Anything that would be advantaged by AVX512 would be better advantaged by being thrown at a GPU or dedicated hardware of some sort, registers that wide are just stupid on a cpu. I would much prefer that AMD use their transistor budget on things that are actually useful.
It's odd that they didn't add it, IMHO. Didn't they change the FPU to a 256 bit width? Why not then implement AVX512 via 2x 256 bit units fusing? Seems like low hanging fruit. Or am I missing something?
AVX512 comes with Zen3 if the leaks are correct.
IC: With the FP units now capable of doing 256-bit on their own, is there a frequency drop when 256-bit code is run, similar to when Intel runs AVX2?
MP: No, we don’t anticipate any frequency decrease. We leveraged 7nm. One of the things that 7nm enables us is scale in terms of cores and FP execution. It is a true doubling because we didn’t only double the pipeline with, but we also doubled the load-store and the data pipe into it.
IC: Now the Zen 2 core has two 256-bit FP pipes, can users perform AVX512-esque calculations?

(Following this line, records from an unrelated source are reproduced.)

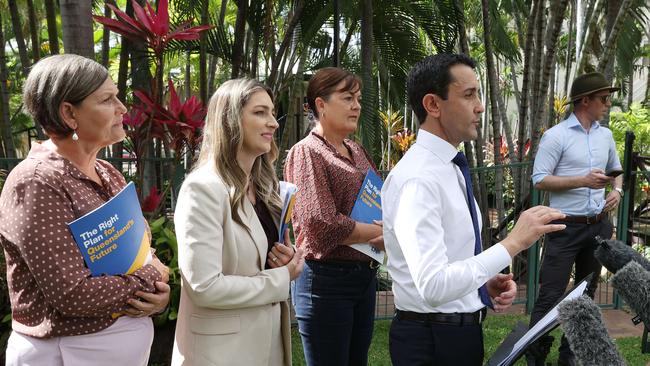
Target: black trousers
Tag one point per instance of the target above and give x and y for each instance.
(415, 343)
(574, 245)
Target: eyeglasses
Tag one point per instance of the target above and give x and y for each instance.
(604, 98)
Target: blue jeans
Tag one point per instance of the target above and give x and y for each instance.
(335, 306)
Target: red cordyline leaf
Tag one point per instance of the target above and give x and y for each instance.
(135, 117)
(527, 147)
(151, 202)
(126, 18)
(161, 26)
(175, 106)
(141, 15)
(149, 26)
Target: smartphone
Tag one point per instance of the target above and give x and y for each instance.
(614, 173)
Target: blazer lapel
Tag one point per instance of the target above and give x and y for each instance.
(256, 232)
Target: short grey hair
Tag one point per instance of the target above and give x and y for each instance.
(57, 79)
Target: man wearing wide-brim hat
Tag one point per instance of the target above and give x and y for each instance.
(575, 163)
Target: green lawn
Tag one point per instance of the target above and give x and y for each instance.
(495, 330)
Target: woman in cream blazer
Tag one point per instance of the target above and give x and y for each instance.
(233, 311)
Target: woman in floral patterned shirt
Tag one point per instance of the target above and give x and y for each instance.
(334, 297)
(60, 314)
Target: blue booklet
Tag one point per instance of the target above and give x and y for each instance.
(366, 209)
(288, 197)
(112, 238)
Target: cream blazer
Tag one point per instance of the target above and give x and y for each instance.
(232, 311)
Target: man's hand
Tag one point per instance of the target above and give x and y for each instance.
(596, 179)
(378, 242)
(149, 303)
(502, 290)
(161, 268)
(612, 200)
(532, 224)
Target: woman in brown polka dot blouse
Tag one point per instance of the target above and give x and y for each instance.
(235, 278)
(60, 314)
(334, 297)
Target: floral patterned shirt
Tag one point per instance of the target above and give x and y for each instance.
(51, 291)
(328, 184)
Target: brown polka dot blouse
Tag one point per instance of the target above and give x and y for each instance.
(328, 184)
(51, 291)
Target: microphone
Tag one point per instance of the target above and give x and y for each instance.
(614, 254)
(633, 284)
(582, 323)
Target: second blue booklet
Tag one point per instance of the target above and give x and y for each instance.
(113, 238)
(366, 209)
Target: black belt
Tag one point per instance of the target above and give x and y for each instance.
(457, 319)
(584, 219)
(372, 264)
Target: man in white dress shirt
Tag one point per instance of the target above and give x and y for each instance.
(434, 256)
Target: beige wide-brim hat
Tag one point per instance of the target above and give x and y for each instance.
(587, 84)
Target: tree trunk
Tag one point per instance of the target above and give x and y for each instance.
(20, 39)
(52, 35)
(240, 35)
(369, 129)
(33, 30)
(463, 43)
(348, 38)
(521, 176)
(5, 119)
(106, 38)
(630, 90)
(593, 21)
(203, 52)
(77, 27)
(213, 59)
(552, 35)
(255, 54)
(292, 126)
(188, 75)
(288, 35)
(493, 87)
(610, 45)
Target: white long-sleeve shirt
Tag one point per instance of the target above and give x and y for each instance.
(428, 233)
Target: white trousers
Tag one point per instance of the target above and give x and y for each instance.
(125, 343)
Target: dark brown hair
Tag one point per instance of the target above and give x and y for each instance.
(324, 83)
(57, 79)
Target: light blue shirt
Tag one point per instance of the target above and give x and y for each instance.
(567, 149)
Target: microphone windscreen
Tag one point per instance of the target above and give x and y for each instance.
(614, 254)
(583, 327)
(633, 284)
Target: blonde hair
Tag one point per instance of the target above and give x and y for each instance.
(57, 79)
(223, 138)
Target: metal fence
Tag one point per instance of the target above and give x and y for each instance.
(501, 201)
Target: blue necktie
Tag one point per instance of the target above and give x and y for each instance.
(461, 161)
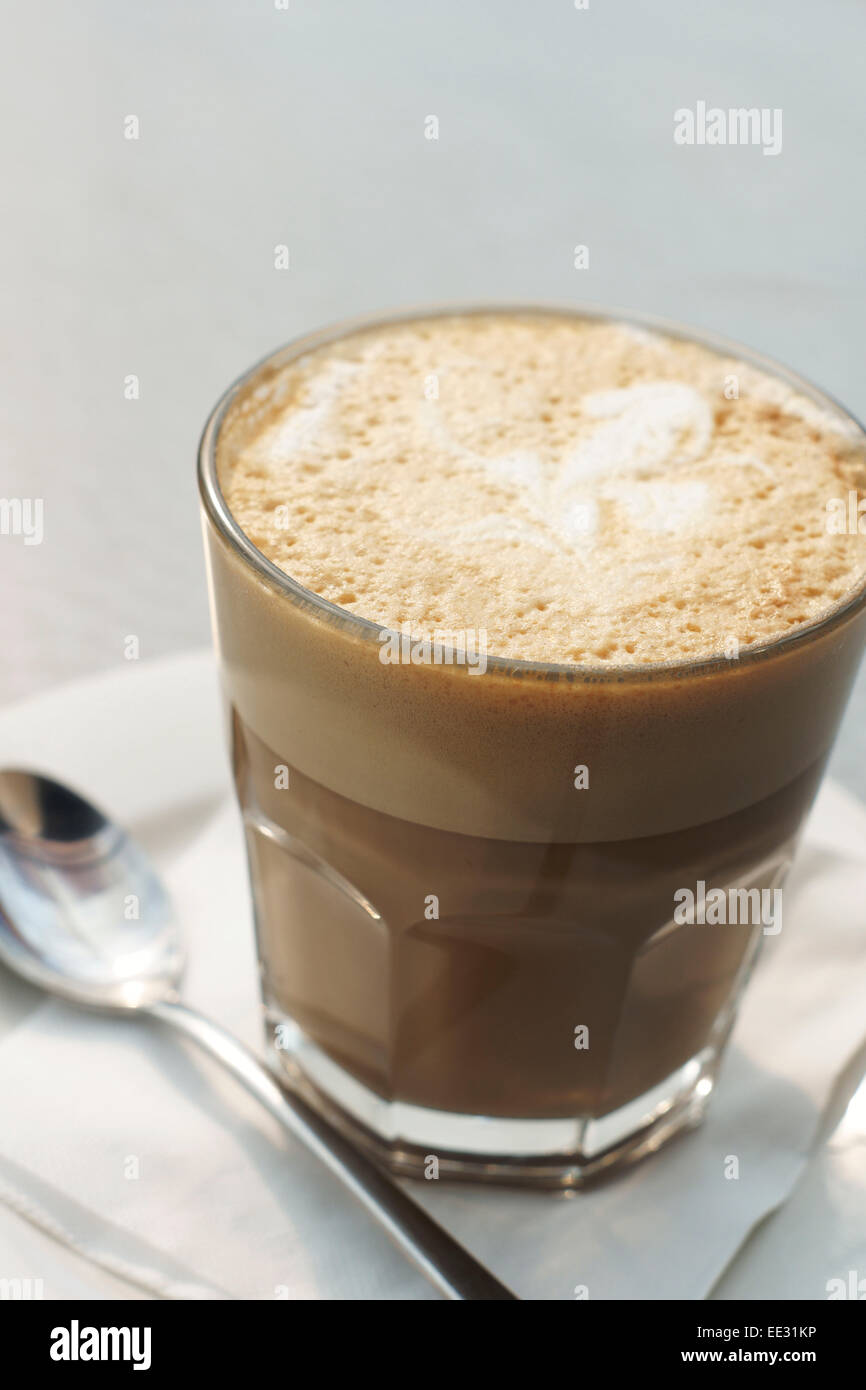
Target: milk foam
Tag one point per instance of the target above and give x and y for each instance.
(580, 491)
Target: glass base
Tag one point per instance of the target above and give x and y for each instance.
(414, 1141)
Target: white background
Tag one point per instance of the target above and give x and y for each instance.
(306, 127)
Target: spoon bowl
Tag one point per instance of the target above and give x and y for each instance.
(84, 915)
(82, 912)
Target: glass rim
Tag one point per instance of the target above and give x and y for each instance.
(227, 526)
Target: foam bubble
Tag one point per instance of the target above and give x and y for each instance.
(562, 458)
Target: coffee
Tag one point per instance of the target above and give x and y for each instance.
(466, 879)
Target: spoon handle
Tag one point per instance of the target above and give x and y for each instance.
(446, 1264)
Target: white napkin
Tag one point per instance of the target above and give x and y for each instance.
(225, 1205)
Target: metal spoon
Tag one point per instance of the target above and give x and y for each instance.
(84, 915)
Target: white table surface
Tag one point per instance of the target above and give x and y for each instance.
(306, 127)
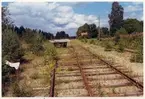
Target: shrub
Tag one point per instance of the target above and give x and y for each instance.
(117, 38)
(92, 41)
(139, 56)
(37, 48)
(108, 47)
(11, 47)
(121, 31)
(23, 91)
(120, 48)
(34, 75)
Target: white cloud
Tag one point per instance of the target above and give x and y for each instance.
(51, 17)
(133, 7)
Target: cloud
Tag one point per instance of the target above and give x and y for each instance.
(51, 17)
(133, 7)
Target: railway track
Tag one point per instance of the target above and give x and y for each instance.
(81, 73)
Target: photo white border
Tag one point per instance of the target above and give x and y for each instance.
(68, 1)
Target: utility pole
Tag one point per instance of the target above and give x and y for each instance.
(99, 28)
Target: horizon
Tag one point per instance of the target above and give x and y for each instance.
(54, 17)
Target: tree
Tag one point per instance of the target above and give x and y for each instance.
(6, 21)
(115, 18)
(61, 35)
(133, 25)
(121, 31)
(11, 47)
(105, 31)
(91, 29)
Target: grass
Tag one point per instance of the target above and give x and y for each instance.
(21, 91)
(34, 75)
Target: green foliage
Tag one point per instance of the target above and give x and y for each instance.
(11, 47)
(92, 42)
(120, 48)
(115, 18)
(50, 51)
(121, 31)
(117, 38)
(133, 25)
(139, 56)
(34, 75)
(22, 91)
(108, 47)
(91, 29)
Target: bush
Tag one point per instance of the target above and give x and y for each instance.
(11, 47)
(122, 31)
(22, 91)
(92, 41)
(108, 47)
(50, 51)
(34, 75)
(139, 56)
(117, 38)
(120, 48)
(37, 48)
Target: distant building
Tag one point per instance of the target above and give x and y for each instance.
(84, 34)
(60, 42)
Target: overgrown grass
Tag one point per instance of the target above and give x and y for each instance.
(21, 91)
(34, 75)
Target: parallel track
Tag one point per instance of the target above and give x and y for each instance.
(93, 77)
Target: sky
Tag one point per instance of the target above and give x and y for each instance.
(67, 16)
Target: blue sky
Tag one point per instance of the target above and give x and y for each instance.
(53, 17)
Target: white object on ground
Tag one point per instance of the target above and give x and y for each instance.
(15, 65)
(59, 40)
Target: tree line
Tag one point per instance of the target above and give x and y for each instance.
(116, 23)
(12, 39)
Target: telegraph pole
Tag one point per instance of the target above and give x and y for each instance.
(99, 28)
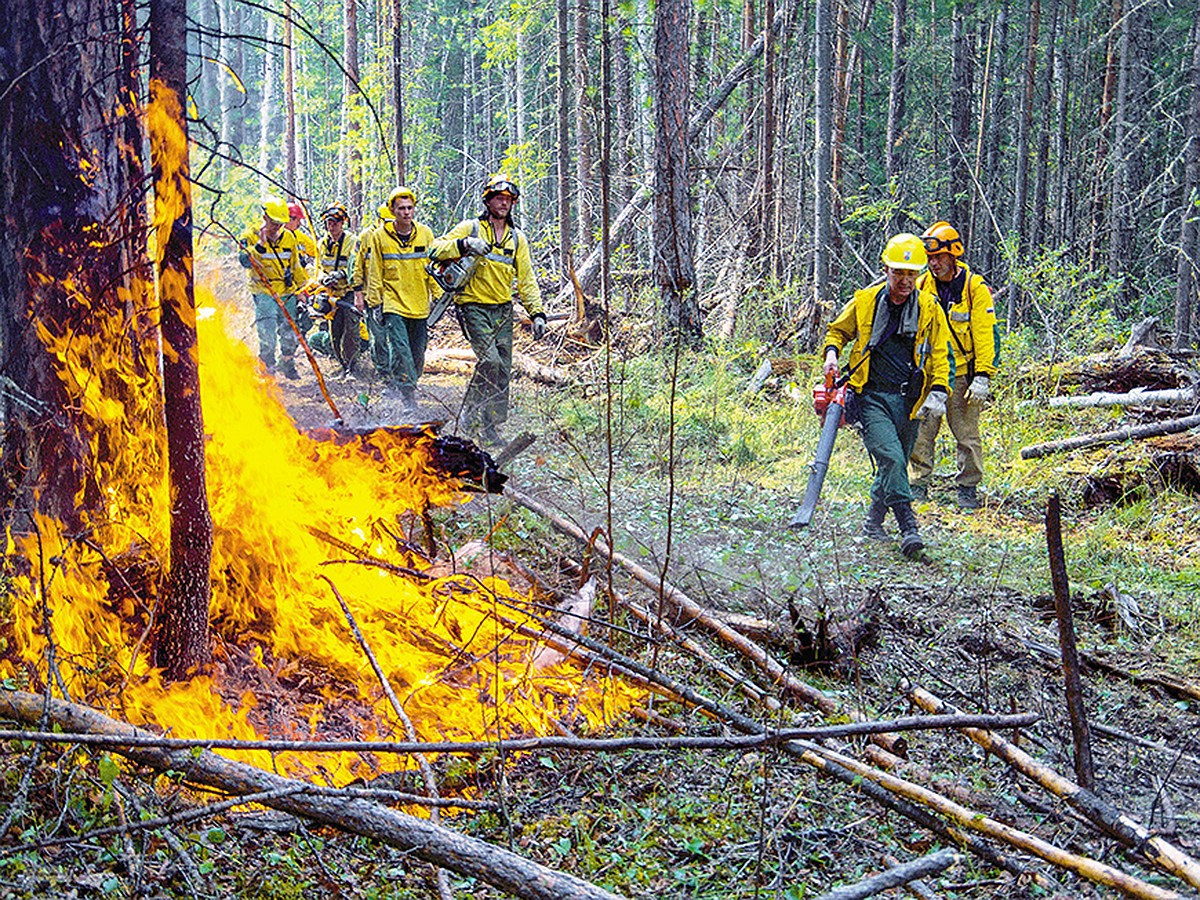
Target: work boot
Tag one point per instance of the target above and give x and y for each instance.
(911, 544)
(873, 526)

MP: At the full launch we’ll share with you exact configurations and what customers want to deploy around that.
Even worse many compilers, cough cough gcc, will default to using an vinsertf128 because, for pre Haswell/Bulldozer, in many cases it may be faster. Someday the default will change but for now this seems to be the case.
* yes there are 2 instructions one floating point one integer but they do the same thing. Ironically the FP is in AVX and the int is in AVX2. Someone in the know please explain this to me.